Vers le terme de sa glorieuse carrière, Geoffroy de Servon obtint le droit de donner la bénédiction solennelle, avec la mitre et les ornements pontificaux, dans toutes les églises, même dans la cathédrale d’Avranches, en présence non seulement des évêques, mais aussi du métropolitain. Ces privilèges étaient sans précédents.

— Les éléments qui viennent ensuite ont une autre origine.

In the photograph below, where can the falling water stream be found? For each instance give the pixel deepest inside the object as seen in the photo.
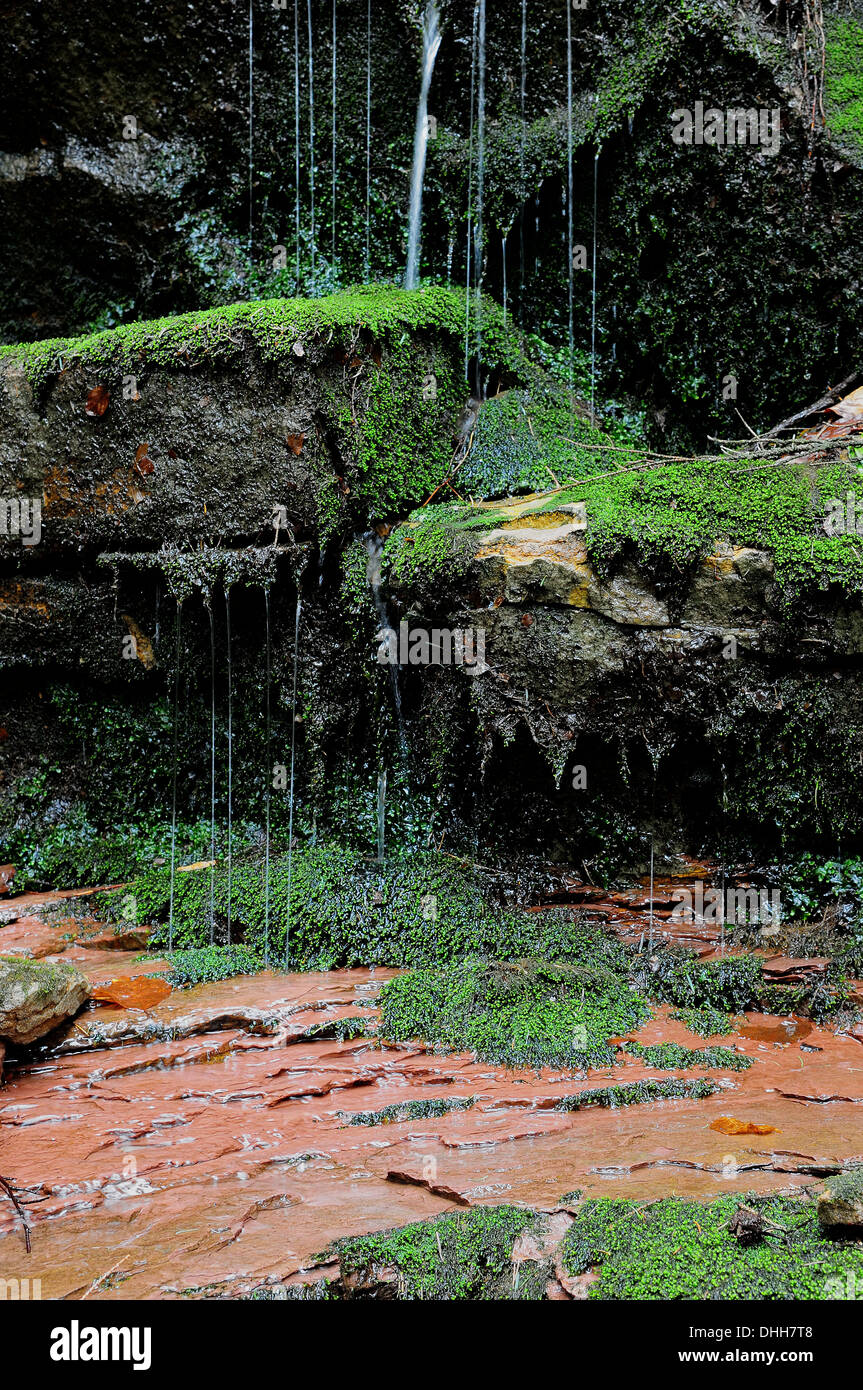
(381, 812)
(211, 772)
(594, 292)
(311, 135)
(229, 748)
(470, 195)
(177, 648)
(267, 786)
(431, 42)
(250, 121)
(521, 95)
(367, 139)
(570, 268)
(296, 652)
(296, 136)
(334, 128)
(478, 225)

Cependant des jours plus glorieux encore devaient se lever pour le Mont-Saint-Michel; le célèbre Pierre le Roy allait continuer les préparatifs de défense commencés par Nicolas le Vitrier et Geoffroy de Servon, et travailler plus à lui seul que ses deux prédécesseurs à l’honneur et au triomphe de la cité de l’Archange.
III.
LE MONT-SAINT-MICHEL ET PIERRE LE ROY.
e dernier jour de février 1386, Geoffroy de Servon mourut et fut enterré dans la nef de la basilique. La même année, les bénédictins élurent pour lui succéder un homme remarquable par l’étendue de sa science et la maturité de ses conseils; il était natif d’Orval au diocèse de Coutances et avait gouverné les monastères de Saint-Taurin et de Lessay; il s’appelait Pierre le Roy: nom bien mérité, dit un chroniqueur, car il était «le roy des abbez, je ne diray pas du Mont-Saint-Michel; mais encore de tout son siècle, veu les charges honorables où il a esté élevé par les souverains pontifes et les employs glorieux qui lui ont esté commis par le roy de France.»

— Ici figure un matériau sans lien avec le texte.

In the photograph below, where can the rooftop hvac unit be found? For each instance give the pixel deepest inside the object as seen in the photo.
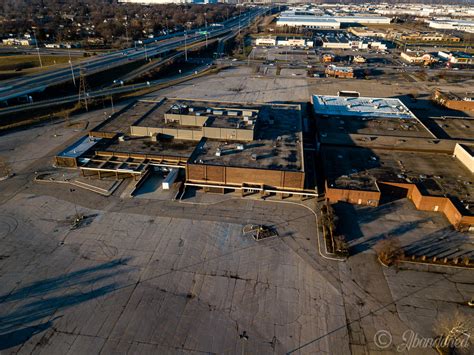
(170, 179)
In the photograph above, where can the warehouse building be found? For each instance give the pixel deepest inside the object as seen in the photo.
(375, 149)
(339, 72)
(417, 58)
(300, 42)
(328, 22)
(219, 146)
(454, 101)
(457, 58)
(309, 22)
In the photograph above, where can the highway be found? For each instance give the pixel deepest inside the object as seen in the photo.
(106, 92)
(14, 88)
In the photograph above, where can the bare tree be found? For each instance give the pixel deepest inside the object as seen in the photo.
(389, 250)
(455, 332)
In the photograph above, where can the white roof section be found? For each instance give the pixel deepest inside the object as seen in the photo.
(79, 147)
(370, 107)
(308, 19)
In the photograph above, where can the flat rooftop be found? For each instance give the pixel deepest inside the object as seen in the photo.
(457, 128)
(435, 174)
(144, 145)
(79, 147)
(222, 115)
(277, 144)
(400, 127)
(361, 106)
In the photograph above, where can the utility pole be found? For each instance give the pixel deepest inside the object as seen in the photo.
(112, 103)
(37, 49)
(72, 70)
(82, 90)
(185, 47)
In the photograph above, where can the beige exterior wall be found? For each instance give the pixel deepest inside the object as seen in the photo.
(228, 133)
(186, 120)
(189, 134)
(464, 157)
(234, 176)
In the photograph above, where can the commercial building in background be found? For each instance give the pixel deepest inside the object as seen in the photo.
(266, 41)
(453, 24)
(18, 42)
(309, 22)
(339, 72)
(428, 37)
(455, 101)
(456, 58)
(327, 22)
(376, 150)
(217, 146)
(348, 41)
(365, 32)
(146, 2)
(284, 41)
(418, 58)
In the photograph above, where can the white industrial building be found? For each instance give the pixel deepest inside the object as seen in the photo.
(460, 25)
(327, 22)
(285, 42)
(309, 22)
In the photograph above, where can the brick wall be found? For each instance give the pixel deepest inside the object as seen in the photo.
(237, 176)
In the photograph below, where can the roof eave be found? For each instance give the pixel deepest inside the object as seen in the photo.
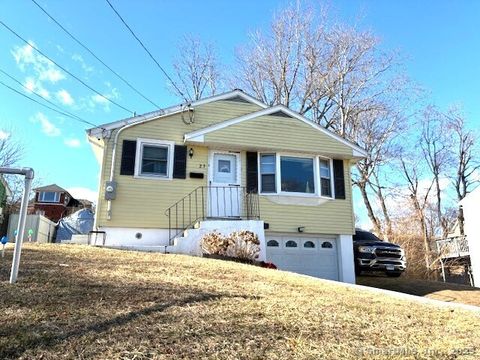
(99, 131)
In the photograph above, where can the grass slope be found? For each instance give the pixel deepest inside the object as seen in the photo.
(431, 289)
(83, 302)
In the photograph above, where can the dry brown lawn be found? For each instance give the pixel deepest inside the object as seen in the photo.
(82, 302)
(437, 290)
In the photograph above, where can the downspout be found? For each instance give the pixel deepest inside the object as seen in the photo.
(114, 149)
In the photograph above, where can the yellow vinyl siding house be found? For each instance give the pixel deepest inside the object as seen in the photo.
(225, 163)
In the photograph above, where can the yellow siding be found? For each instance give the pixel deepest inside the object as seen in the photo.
(278, 133)
(141, 203)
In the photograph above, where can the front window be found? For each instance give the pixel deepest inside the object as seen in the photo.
(325, 178)
(294, 175)
(267, 173)
(297, 175)
(154, 159)
(49, 196)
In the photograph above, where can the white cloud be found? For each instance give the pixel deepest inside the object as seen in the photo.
(26, 57)
(4, 135)
(48, 128)
(78, 58)
(65, 97)
(72, 142)
(36, 86)
(100, 100)
(83, 193)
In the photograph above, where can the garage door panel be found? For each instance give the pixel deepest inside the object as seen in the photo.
(313, 260)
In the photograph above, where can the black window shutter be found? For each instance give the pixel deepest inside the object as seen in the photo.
(180, 162)
(339, 179)
(252, 171)
(127, 166)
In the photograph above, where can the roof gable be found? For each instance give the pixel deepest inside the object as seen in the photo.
(278, 111)
(51, 187)
(236, 95)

Pierre le Roy, après de brillantes études, avait conquis le grade de docteur en droit canonique; il brilla toujours par la pureté de sa doctrine et se montra le zélé défenseur des droits de l’Église au milieu des luttes désastreuses qui agitèrent l’Europe pendant le schisme d’Occident. A l’intérieur de son monastère, il fit régner l’amour du silence, de la prière et de l’étude; il rédigea plusieurs constitutions qu’il mit en vigueur, et son plus grand souci fut de rétablir la régularité parmi les religieux; il n’omit rien pour favoriser l’étude de la sainte Écriture, du droit ecclésiastique et des sciences profanes; il donnait lui-même des leçons aux plus anciens, et pour les plus jeunes il choisit des maîtres expérimentés qui devaient leur apprendre la grammaire, le calcul et les autres branches des connaissances humaines. Afin de rendre les études plus faciles, il fit l’acquisition de plusieurs volumes précieux. On attribue à son temps l’un des plus beaux Missels de la bibliothèque d’Avranches et deux registres très importants, dont l’un reçut le nom de Livre blanc et l’autre fut appelé le Calendrier de Pierre le Roy. C’est aussi sous le même abbé, à la fin du quatorzième siècle ou dans les premières années du quinzième, qu’un religieux du Mont copia et enrichit de belles majuscules un des traités de saint Thomas d’Aquin.